Santa Monica last revised its land use and circulation elements in the mid 80s, in a process that began more than 20 years ago. (The initial version was approved in 1984, and minor revisions were made in 1987; the elements are usually called the "1984/87 Land Use and Circulation Elements.")

While 20 years is a not a long time in the life of a city, it is a long time in the life of a plan. As a future benchmark, the 1984/87 elements cite what the city would be like in the year 2000.

I recently reread the 1984/87 elements, and I was impressed. Of course, the planners and citizens who wrote them could not predict the future, but they articulated a vision of the city that was simultaneously forward thinking and protective of what Santa Monica was (and is).

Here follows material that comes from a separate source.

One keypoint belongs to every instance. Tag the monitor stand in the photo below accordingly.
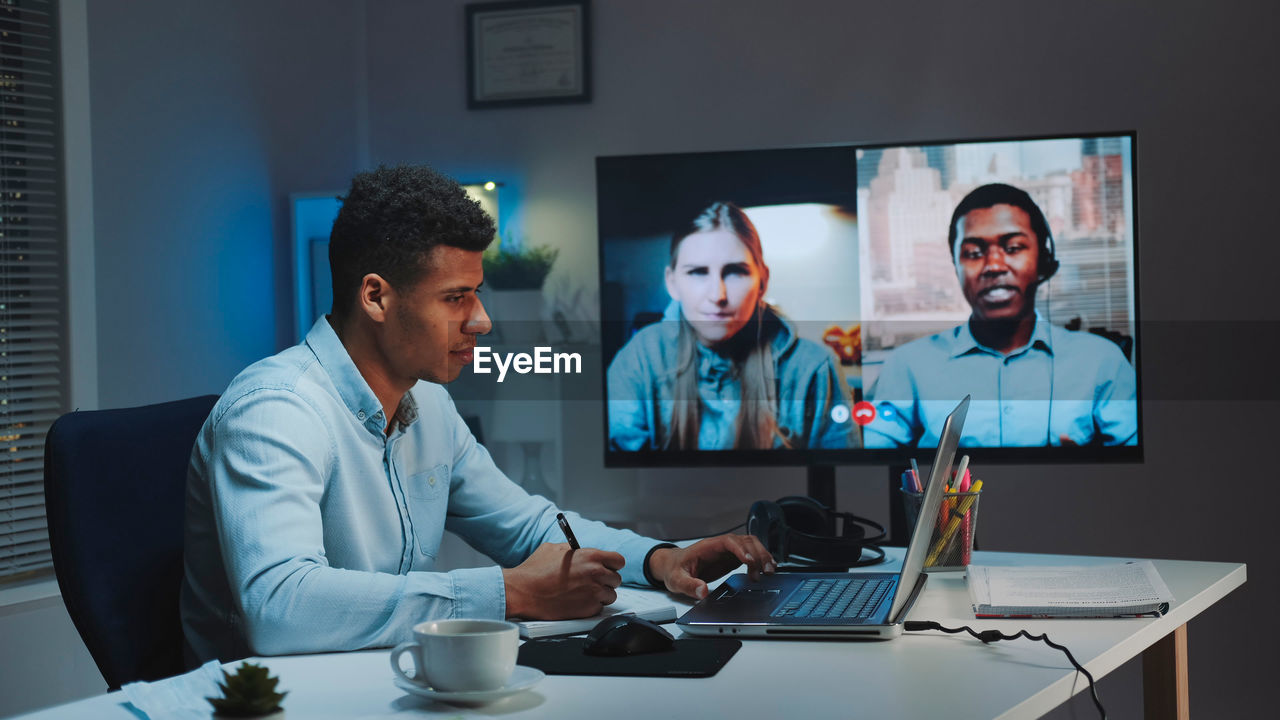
(822, 484)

Perhaps what most impressed me was how the planners anticipated the "smart growth" and "new urbanism" movements of the 90s, before they were so named and long before they became any planner's gospel. The documents pay close attention to pedestrian scale and what's now known as traffic calming, and take steps in the direction of mixed-use and density.

The planners couldn't anticipate the success of the Promenade, or the earthquake and the recession of the 90s, but they planned for the downtown housing boom and predicted preferential parking districts.

Just like us today they expected that a transit system on rails would reach downtown Santa Monica.

It's time for the city to take another look at itself and figure out what another 20 years of urban evolution should do. This is important, and I'll be spending a lot of column inches on this process during the next couple years. I could ask my readers to bear with me, but instead I'll ask you to get involved.

It's important for the planners to hear from everyone in the city on this issue, not from just the planning junkies.